Consensus | Actual | Previous | |
---|---|---|---|
Level | 44.7 | 45.3 | 46.5 |
Highlights
Output, new orders, employment and stocks of purchases all fell at accelerated rates, while vendor delivery times lengthened by the least since January 2020. Manufacturing output contracted for a sixth straight month and at one of the fastest rates in the last 14 years while another fall in new orders reflected weakness in both the domestic and overseas markets. Brexit problems again featured in soft export demand. Jobs were cut for a third consecutive month and by the most since October 2020. Even so, backlogs still declined at the second-quickest pace in over a decade and, not surprisingly, business expectations remained at historically low levels.

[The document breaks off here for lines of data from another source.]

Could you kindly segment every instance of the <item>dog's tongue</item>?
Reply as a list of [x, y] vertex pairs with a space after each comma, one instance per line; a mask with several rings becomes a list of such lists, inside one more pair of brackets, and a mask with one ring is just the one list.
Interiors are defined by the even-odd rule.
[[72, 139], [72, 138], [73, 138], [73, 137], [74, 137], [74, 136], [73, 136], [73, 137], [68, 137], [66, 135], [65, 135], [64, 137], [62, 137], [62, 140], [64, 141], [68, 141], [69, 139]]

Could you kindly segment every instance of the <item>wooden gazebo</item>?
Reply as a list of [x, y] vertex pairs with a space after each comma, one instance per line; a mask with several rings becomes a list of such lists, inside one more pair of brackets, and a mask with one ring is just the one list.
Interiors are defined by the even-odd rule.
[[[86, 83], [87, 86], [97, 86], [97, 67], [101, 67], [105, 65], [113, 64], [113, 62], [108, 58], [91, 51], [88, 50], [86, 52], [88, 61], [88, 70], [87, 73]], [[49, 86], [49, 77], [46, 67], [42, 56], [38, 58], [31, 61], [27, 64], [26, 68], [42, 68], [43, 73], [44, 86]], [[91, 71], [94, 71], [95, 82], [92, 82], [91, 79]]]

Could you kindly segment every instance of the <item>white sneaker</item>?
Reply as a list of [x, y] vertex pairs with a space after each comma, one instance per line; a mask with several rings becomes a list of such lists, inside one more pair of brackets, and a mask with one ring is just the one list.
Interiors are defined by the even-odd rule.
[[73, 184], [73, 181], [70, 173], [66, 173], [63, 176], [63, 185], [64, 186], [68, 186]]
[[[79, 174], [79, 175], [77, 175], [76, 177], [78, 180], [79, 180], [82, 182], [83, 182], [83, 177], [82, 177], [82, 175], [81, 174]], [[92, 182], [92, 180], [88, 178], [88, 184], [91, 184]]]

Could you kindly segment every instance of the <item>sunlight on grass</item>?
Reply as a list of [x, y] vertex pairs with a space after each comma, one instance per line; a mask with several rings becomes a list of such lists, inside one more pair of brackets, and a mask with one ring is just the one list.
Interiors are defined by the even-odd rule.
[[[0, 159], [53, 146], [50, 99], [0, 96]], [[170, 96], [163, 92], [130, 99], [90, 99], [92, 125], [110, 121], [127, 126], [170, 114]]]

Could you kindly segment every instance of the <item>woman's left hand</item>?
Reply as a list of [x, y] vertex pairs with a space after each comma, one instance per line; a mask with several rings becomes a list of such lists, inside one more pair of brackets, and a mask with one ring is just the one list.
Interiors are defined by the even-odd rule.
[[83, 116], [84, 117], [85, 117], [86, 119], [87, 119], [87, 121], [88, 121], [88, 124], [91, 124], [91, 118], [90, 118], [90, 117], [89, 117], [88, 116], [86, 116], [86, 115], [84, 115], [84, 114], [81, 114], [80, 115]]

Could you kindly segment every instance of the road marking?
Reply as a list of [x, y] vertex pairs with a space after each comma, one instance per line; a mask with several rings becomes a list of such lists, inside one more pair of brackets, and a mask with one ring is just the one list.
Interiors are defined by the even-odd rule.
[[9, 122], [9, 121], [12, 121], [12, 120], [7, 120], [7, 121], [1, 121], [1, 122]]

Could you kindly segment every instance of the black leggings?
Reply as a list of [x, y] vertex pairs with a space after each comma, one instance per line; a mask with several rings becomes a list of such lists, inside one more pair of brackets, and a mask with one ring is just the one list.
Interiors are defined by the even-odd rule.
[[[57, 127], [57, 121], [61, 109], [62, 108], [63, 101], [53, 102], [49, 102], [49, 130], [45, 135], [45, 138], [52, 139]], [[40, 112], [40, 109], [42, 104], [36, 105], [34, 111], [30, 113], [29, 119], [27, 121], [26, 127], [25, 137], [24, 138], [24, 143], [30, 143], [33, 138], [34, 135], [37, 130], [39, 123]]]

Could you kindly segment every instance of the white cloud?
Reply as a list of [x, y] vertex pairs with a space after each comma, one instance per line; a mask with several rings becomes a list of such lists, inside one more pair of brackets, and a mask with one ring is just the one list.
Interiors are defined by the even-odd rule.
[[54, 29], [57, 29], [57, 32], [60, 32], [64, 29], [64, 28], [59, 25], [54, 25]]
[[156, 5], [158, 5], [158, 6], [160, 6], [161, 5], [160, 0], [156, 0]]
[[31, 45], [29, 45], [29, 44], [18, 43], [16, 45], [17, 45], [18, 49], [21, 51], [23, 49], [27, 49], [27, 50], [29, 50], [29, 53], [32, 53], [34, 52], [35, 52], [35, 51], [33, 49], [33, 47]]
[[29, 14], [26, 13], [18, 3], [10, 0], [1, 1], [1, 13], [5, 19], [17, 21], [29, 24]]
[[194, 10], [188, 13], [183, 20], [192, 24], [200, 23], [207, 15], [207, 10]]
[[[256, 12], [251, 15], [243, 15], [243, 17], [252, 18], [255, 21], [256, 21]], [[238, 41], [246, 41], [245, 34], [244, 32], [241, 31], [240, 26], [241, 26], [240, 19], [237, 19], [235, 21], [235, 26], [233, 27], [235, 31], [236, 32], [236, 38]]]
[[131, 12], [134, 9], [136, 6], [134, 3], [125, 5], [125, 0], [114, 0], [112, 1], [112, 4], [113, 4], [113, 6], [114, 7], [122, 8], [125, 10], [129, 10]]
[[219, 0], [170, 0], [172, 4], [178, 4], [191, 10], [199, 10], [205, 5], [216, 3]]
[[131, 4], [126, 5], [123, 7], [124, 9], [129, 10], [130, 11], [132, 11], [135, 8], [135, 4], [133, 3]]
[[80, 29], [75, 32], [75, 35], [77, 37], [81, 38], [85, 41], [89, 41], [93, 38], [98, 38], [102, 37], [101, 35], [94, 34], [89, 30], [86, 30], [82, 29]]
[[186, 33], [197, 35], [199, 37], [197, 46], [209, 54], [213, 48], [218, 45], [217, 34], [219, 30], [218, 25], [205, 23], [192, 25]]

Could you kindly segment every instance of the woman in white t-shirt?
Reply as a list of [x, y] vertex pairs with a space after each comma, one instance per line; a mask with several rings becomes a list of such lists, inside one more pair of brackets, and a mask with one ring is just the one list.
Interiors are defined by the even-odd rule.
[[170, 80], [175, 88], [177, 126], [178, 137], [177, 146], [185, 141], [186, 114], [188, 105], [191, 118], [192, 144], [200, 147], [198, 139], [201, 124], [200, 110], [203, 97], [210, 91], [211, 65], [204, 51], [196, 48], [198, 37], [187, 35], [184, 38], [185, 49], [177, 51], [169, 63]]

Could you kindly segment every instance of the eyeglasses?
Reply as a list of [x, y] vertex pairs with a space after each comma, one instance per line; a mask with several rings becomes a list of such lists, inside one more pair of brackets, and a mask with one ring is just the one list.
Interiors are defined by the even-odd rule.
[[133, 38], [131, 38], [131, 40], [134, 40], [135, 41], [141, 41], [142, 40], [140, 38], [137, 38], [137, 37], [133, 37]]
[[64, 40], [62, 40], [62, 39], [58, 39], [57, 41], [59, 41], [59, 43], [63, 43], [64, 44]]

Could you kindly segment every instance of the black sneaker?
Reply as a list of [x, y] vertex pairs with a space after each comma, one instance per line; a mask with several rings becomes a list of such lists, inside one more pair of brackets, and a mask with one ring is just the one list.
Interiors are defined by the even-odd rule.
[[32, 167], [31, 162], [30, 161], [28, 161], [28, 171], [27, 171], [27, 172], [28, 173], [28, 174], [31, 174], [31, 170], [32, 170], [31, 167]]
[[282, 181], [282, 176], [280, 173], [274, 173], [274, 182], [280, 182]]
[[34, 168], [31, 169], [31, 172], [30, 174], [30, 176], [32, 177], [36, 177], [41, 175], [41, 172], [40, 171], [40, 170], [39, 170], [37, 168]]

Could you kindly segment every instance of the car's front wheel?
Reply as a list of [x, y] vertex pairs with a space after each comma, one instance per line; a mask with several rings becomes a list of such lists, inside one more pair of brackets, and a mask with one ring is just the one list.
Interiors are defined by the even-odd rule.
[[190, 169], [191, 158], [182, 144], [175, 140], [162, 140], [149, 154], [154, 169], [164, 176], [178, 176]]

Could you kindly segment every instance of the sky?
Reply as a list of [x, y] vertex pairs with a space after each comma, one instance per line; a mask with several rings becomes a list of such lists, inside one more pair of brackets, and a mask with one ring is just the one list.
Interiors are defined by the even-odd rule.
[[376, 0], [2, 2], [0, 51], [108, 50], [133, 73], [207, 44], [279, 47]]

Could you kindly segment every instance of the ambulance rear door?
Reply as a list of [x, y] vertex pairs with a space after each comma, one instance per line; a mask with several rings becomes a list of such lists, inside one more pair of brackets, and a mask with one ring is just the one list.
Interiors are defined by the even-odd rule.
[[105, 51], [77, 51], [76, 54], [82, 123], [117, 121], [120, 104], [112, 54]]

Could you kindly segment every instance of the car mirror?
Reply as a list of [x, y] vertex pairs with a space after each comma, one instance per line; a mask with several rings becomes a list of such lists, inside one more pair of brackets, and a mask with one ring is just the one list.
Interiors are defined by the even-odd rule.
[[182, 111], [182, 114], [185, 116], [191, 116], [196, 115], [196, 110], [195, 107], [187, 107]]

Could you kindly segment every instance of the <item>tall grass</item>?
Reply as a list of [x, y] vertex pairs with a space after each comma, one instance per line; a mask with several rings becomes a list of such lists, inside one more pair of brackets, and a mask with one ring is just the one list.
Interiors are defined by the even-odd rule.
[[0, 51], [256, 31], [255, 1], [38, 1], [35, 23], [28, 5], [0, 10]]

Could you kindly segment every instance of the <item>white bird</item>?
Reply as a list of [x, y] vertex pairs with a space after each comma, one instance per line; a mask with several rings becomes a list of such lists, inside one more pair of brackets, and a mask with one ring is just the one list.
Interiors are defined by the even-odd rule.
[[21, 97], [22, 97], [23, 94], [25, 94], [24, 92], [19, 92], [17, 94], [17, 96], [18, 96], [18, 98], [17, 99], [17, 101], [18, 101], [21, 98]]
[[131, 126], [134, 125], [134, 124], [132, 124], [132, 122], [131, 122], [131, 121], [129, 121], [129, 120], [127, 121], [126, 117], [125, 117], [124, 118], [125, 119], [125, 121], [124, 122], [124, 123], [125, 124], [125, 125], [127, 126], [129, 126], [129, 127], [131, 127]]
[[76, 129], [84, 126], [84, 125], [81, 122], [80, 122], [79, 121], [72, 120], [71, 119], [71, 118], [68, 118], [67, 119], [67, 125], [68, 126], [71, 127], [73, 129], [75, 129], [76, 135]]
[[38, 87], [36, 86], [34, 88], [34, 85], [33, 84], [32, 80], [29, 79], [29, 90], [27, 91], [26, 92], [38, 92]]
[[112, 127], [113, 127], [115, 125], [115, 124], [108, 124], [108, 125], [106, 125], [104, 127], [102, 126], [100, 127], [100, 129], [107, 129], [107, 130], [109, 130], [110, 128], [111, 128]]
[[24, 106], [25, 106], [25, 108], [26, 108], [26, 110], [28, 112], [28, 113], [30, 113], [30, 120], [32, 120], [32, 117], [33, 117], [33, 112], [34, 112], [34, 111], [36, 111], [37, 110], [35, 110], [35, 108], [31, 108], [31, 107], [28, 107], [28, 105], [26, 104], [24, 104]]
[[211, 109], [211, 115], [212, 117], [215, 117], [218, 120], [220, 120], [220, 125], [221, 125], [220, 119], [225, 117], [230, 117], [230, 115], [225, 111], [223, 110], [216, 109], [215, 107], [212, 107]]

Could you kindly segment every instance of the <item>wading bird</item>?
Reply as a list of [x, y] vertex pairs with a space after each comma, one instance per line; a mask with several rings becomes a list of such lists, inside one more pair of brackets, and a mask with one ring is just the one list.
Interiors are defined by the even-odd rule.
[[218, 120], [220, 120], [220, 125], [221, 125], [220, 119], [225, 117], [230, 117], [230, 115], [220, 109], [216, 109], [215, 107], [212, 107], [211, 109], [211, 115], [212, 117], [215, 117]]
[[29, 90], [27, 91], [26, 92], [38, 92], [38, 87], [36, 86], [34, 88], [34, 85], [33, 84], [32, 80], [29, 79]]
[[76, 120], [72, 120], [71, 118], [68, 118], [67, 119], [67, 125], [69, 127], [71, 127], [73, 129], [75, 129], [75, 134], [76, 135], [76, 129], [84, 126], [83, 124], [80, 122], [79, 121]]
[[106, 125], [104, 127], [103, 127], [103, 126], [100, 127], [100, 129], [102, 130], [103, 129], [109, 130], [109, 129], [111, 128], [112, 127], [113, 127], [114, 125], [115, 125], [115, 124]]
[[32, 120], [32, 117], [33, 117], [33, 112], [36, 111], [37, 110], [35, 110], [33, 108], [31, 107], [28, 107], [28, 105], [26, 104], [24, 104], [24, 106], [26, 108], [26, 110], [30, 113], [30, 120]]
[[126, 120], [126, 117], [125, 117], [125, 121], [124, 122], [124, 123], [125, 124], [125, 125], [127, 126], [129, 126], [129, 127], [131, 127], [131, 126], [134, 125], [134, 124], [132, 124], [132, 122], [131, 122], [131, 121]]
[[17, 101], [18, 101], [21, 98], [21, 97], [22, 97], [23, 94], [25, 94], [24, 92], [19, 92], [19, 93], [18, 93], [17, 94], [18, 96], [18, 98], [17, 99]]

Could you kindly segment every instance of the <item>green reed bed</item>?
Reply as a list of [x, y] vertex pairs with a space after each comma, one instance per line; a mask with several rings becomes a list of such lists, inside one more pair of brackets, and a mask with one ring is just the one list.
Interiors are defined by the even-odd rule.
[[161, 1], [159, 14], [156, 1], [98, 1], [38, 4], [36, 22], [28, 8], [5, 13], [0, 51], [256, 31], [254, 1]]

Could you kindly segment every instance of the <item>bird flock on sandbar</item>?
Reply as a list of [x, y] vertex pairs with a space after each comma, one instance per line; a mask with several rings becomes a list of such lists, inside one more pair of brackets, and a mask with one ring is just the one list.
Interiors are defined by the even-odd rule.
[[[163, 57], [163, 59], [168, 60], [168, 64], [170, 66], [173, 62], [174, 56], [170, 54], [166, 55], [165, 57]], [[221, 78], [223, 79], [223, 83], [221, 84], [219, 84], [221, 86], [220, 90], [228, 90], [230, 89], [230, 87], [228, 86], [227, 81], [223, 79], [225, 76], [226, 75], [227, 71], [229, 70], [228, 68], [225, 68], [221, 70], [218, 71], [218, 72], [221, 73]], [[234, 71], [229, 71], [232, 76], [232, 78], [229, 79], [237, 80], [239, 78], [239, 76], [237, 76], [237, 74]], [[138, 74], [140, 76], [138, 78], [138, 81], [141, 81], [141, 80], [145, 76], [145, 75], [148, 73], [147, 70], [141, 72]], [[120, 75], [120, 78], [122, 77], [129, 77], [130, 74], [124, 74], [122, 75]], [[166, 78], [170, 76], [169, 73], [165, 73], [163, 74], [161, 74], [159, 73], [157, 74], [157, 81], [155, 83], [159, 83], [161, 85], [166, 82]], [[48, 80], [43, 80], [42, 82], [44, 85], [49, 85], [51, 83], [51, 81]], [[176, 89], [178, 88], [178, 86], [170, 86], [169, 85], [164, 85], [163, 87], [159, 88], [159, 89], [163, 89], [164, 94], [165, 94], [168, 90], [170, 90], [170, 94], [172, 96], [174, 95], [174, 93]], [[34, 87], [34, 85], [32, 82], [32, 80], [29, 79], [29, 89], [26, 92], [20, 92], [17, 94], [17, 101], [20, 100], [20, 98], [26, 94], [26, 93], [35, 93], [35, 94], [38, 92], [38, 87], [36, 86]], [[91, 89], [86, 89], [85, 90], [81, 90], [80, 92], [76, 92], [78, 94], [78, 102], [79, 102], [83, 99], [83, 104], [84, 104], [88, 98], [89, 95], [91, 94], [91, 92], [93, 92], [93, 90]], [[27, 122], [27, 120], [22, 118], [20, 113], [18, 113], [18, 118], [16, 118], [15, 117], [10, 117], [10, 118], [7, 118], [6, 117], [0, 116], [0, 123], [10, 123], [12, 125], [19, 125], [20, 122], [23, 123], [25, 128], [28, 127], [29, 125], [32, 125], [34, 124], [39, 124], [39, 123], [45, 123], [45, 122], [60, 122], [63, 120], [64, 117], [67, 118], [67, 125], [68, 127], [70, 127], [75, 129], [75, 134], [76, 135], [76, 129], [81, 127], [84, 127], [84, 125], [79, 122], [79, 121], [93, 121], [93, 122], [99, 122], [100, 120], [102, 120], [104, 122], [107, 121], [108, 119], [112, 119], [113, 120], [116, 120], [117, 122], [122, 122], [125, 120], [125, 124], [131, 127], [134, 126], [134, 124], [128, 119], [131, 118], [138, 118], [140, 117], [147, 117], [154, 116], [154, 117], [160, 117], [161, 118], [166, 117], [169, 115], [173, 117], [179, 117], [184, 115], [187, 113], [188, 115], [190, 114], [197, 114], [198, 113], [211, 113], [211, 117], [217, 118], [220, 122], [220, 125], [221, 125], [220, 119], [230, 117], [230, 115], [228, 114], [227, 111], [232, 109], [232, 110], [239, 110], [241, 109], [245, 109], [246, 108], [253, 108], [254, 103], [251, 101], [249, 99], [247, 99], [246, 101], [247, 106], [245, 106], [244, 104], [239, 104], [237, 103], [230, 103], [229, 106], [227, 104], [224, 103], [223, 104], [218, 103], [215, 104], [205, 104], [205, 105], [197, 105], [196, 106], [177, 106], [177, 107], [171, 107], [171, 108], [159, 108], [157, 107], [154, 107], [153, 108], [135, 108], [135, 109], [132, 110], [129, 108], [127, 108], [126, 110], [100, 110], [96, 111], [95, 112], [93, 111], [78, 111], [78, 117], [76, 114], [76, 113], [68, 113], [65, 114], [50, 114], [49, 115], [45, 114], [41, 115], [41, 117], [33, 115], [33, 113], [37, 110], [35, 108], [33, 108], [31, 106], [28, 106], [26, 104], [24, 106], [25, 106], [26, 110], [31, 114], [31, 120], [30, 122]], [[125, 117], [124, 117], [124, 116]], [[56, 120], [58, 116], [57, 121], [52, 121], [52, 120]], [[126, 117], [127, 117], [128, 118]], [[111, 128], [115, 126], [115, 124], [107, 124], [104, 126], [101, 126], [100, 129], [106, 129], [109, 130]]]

More optimistically, December at least saw a further easing in input cost and output price inflation. Despite a thirty-seventh consecutive monthly increase in the former, cost inflation eased to its lowest rate since the start of 2021. At the same time, the latter recorded its weakest post in almost two years. That said. Both measures remained historically high.
In sum, today's update will do nothing to undermine expectations that the UK economy is facing a prolonged recession in 2023. However, with the UK's ECDI (42) and ECDI-P (39) still well above zero, for now economic activity in general continues to hold up better than expected.
Market Consensus Before Announcement
Definition
Description
The PMI manufacturing data give a detailed look at the manufacturing sector, how busy it is and where things are headed. Since the manufacturing sector is a major source of cyclical variability in the economy, this report has a big influence on the markets. And its sub-indexes provide a picture of orders, output, employment and prices.